PS2-23 MISSES VS. FALSE ALARMS IN HIGH-STAKES DECISIONS: QUANTIFYING BENEFITS–HARMS RATIOS FOR POLICY ANALYSIS IN MEDICAL DECISION MAKING

Monday, June 13, 2016
Exhibition Space (30 Euston Square)
Poster Board # PS2-23

Stefan Herzog, Dr., Max Planck Institute for Human Development, Berlin, Berlin, Germany
Purpose: Individual and institutional decision makers in the health care sector are—knowingly or unknowingly—faced with the inevitable tradeoff between setting a lax diagnostic threshold to avoid misses and setting a strict one to avoid false alarms. Often it is unclear whether the adopted tradeoff is aligned with the values of affected stakeholders. Unfortunately, decision makers are often unable or reluctant to reveal—or simply unaware of—the "benefits–harms ratio" (BHR) their decisions imply. Here I show how to use signal detection theory (SDT) to quantify a BHR and illustrate its application as policy analysis tool using several case studies.

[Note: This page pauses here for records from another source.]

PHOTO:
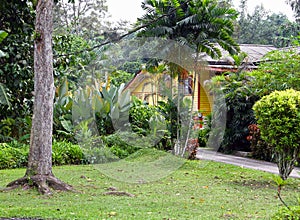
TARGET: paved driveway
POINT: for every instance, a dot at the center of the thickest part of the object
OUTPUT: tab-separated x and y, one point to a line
205	154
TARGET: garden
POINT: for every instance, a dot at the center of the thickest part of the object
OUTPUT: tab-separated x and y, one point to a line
86	148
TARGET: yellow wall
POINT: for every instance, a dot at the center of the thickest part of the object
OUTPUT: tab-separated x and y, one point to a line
147	90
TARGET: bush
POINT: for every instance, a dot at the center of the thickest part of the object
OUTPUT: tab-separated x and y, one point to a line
278	117
120	144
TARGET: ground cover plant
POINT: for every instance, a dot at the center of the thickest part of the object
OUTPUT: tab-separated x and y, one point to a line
197	190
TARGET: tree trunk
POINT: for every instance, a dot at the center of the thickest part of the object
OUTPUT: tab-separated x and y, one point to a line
39	170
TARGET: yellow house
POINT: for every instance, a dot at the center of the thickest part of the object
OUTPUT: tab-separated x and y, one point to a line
152	88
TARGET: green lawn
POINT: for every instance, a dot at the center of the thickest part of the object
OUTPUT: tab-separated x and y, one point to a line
197	190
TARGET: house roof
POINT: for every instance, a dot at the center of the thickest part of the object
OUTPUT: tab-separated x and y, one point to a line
255	53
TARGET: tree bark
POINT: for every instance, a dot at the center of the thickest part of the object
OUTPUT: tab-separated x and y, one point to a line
39	169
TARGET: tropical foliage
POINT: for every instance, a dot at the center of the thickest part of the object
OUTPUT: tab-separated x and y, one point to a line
279	71
278	118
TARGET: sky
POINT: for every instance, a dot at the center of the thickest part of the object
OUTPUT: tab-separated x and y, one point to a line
131	9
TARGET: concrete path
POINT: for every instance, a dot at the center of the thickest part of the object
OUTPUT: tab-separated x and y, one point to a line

Method(s): The BHR is calculated as the ratio of the decision maker's threshold (SDT's beta) and the cost-neutral threshold (i.e., simply minimizing the errors irrespective of whether they are misses or false alarms). A BHR represents the relative importance between the following two utility differences: (1) The harms of an incorrect "positive" decision, that is, the decrease in utility of falsely claiming the event (false alarm) instead of correctly rejecting the event (correct rejection) and (2) the benefits of a correct "positive" decision, that is, the increase in utility when correctly detecting the event (hit) instead of missing it (miss).

Result(s): Applying this approach to data from emergency medicine (ED) and HIV diagnostics reveals that BHRs vary substantially in unexpected or arguably undesirable ways. For example, based on the reported variation in decision thresholds of 28 ED physicians in a study of trauma triaging (Mohan et al., 2014 MDM), I can show that patients are subject to substantial variation in BHRs depending on which physician they happen to visit (ranging from 16 to 45 for the middle 90% of the distribution).

Conclusion(s): The BHR approach is a broadly applicable tool for policy analyses in medical decision making that allows quantifying decision makers' implied value judgments. It could be used to train decision makers and institutions by giving them feedback about their BHRs; alternatively, BHRs could be used to select among decision makers or methods. In this way, the BHR could support evaluating and possibly revising current health care practices (but also current practices in other domains, such as public safety, justice, business, environment, education, meteorology, military, and government).